Astra Agro secara aktif melakukan komunikasi terbuka yang transparan dalam menindaklanjuti laporan tersebut, baik pada website resmi perusahaan, mekanisme keluhan, email dan platform lainnya. Oleh karena itu, sangat mengherankan jika saat ini masih ada laporan tanpa konfirmasi terkait dengan dugaan deforestasi, pelanggaran Hak Asasi Manusia (HAM) dan perusakan lingkungan pada rantai pasok bisnis perusahaan yang dituduhkan kepada perusahaan.
Sesuai komitmen Perusahaan, Astra Agro secara terbuka menerima masukan, kritik dan saran yang diperlukan dalam menjalankan proses bisnis yang berkelanjutan dan bertanggung jawab. Astra Agro juga telah menyediakan mekanisme keluhan yang dapat diakses secara umum melalui website kami untuk melakukan konfirmasi langsung atas segala isu yang berkaitan dengan Perusahaan.

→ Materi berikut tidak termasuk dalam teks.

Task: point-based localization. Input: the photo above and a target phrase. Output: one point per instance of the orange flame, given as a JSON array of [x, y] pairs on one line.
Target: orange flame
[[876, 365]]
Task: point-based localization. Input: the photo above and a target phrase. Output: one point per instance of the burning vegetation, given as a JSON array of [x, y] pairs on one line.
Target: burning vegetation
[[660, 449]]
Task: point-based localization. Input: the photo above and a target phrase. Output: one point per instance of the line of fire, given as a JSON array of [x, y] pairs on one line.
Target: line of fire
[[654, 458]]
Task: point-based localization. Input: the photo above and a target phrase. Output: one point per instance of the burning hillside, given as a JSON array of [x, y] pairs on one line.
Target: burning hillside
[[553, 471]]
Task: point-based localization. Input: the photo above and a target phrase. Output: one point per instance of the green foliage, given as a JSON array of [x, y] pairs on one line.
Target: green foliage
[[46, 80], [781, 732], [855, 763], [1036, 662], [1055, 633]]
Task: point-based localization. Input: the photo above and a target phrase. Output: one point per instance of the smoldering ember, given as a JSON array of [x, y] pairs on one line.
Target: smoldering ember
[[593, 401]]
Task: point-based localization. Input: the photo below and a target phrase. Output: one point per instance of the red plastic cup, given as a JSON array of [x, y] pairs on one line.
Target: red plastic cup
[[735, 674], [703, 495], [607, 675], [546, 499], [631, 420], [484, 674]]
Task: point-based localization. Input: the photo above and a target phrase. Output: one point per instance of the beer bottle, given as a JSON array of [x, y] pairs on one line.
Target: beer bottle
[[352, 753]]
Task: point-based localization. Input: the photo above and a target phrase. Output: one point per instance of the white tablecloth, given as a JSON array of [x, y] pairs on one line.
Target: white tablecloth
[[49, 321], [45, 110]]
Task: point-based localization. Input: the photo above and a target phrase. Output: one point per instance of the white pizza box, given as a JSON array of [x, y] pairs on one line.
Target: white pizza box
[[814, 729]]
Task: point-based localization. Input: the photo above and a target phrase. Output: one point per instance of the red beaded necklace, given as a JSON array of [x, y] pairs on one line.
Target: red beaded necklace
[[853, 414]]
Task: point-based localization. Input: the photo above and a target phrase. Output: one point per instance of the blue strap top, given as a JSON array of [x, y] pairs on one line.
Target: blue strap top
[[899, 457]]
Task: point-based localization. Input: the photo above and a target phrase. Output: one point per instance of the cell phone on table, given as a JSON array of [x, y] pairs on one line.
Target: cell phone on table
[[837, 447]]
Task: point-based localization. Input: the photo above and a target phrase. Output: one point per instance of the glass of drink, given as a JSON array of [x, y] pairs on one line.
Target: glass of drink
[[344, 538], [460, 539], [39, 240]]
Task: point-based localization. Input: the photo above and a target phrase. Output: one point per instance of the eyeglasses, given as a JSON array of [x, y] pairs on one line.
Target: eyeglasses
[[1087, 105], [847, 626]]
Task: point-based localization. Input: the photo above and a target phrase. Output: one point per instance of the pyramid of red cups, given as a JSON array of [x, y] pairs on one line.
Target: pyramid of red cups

Sesuai dengan rekomendasi para pemangku kepentingan, Astra Agro telah menunjuk EcoNusantara (ENS), sebagai penilai independen yang memiliki kapabilitas dan objektivitas untuk melakukan peninjauan kembali terhadap segala tuduhan dan isu sebagaimana yang tertulis dalam laporan Friends of Earth (FoE) dan Wahana Lingkungan Hidup (WALHI) di September 2022. Dalam proses verifikasi tersebut ENS telah juga telah mengundang para pihak namun hanya WALHI yang tidak memenuhi konfirmasi kehadiran. Adapun hasil verifikasi EcoNusantara dapat diakses melalui link berikut [disini].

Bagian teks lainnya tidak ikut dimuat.